Understanding Health Informatics Core Competencies - Part 1

By Johannes Thye, MA, Faculty of Business Management and Social Sciences, University of Applied Sciences Osnabrück, Germany; Consortium member of the EU*US eHealth Work Project

The term core competence is a rather vague concept that should be classified. Core competencies can be understood as a broadly specialised system of skills, abilities or knowledge necessary to achieve a specific goal. Core competencies also include behaviour that includes emotional, social and cognitive aspects. It is evident that it is not only about knowledge, but also about abilities, skills and behaviour. Ultimately, it is a combination of cognitive, motivational, moral and social skills that align to fulfil requirements, solve tasks and problems or achieve goals through the necessary knowledge and actions.

With regard to health informatics, these core competencies are not simply the transfer of knowledge about the use of a specific application, but rather the development of knowledge in order to use information technology (IT) sensibly and to give IT a meaning. In healthcare, there are also specific core competencies related to medical or nursing activities. Furthermore, the treatment of patients is interprofessional, in this sense, informatics core competencies in healthcare basically cover different disciplines and professions. Thus, health IT is interprofessional by nature and must be reflected in education and training. Especially core competencies such as communication and leadership are of great importance for successful interprofessional cooperation.

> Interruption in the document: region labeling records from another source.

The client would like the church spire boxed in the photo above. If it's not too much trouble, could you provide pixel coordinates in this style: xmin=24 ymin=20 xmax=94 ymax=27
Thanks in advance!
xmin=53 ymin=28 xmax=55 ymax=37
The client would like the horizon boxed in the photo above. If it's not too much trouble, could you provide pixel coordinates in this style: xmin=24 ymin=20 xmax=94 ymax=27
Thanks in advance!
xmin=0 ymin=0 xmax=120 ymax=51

What Kind of Core Competencies Exist?

Core competencies can be divided into different domains such as IT principles, ethical and legal issues, systems life cycle management, medical technology or management. These can be subdivided into a technology, application or management focus, and the addition of interpersonal skills can also be derived. In a more detailed subdivision of management, the core competences of the individual areas such as strategic management, project management or the principles of management thus derived. Furthermore, core competencies can also be defined according to different levels, such as the Bloom taxonomy. The following table shows in summary the health informatics core competencies developed and derived for the TIGER International Competency Synthesis Project’s Recommendation Framework 2.0.

Health Informatics Core Competencies

Source: Towards the TIGER International Framework for Recommendations of Core Competencies in Health Informatics 2.0: Extending the Scope and the Roles

Interprofessional Competencies

As mentioned above, health IT as well as the treatment of patients is interprofessional by nature. There are always differences in the need for digital skills in the various health professions, yet there is also a large common overlap between the professions.

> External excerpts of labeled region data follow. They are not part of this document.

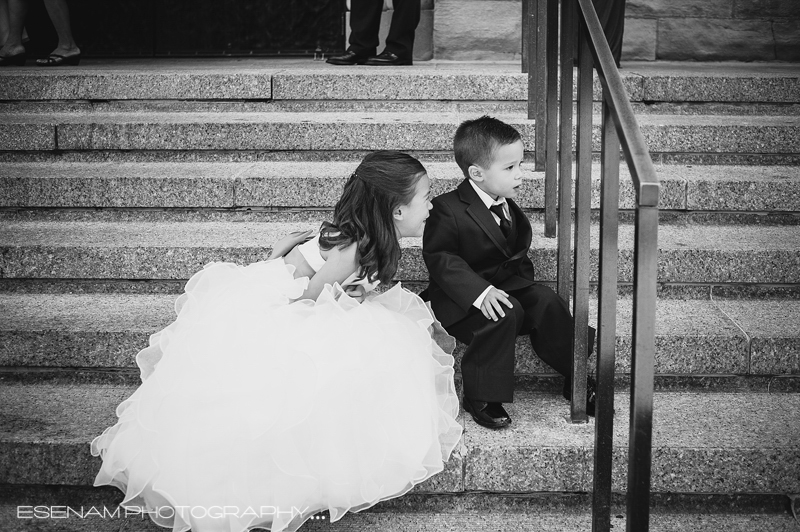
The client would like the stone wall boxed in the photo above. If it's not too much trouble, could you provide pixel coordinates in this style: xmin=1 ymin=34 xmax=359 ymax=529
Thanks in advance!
xmin=623 ymin=0 xmax=800 ymax=61
xmin=428 ymin=0 xmax=800 ymax=61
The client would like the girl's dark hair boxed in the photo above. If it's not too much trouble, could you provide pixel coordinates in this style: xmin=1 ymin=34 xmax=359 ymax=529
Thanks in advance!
xmin=319 ymin=151 xmax=425 ymax=283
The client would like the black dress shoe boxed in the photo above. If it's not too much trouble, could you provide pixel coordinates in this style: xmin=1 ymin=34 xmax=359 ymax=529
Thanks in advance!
xmin=364 ymin=52 xmax=413 ymax=66
xmin=325 ymin=50 xmax=367 ymax=65
xmin=561 ymin=376 xmax=597 ymax=417
xmin=464 ymin=397 xmax=511 ymax=429
xmin=0 ymin=52 xmax=28 ymax=66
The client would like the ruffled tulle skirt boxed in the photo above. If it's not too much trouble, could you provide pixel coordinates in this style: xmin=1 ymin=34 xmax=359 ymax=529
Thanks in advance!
xmin=92 ymin=259 xmax=462 ymax=532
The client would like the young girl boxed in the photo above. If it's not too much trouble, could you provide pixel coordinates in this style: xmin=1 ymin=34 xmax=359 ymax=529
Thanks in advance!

Professions working in direct patient care (such as physicians, nurses or therapists) share many common competencies such as documentation, quality management or information and knowledge management. Other professions such as IT engineers and chief information officers or IT engineers and executives also have a large overlap in their competencies. In particular, communication and leadership are of special importance to all occupational groups in healthcare in order to support interprofessional cooperation.

The aim is to integrate health informatics core competencies into the traditional training, curricula and courseware (at all educational levels) and to prepare the teachers as gatekeepers and multipliers in education. Finally, the common core competencies can also be used for collaborative education between the professional groups.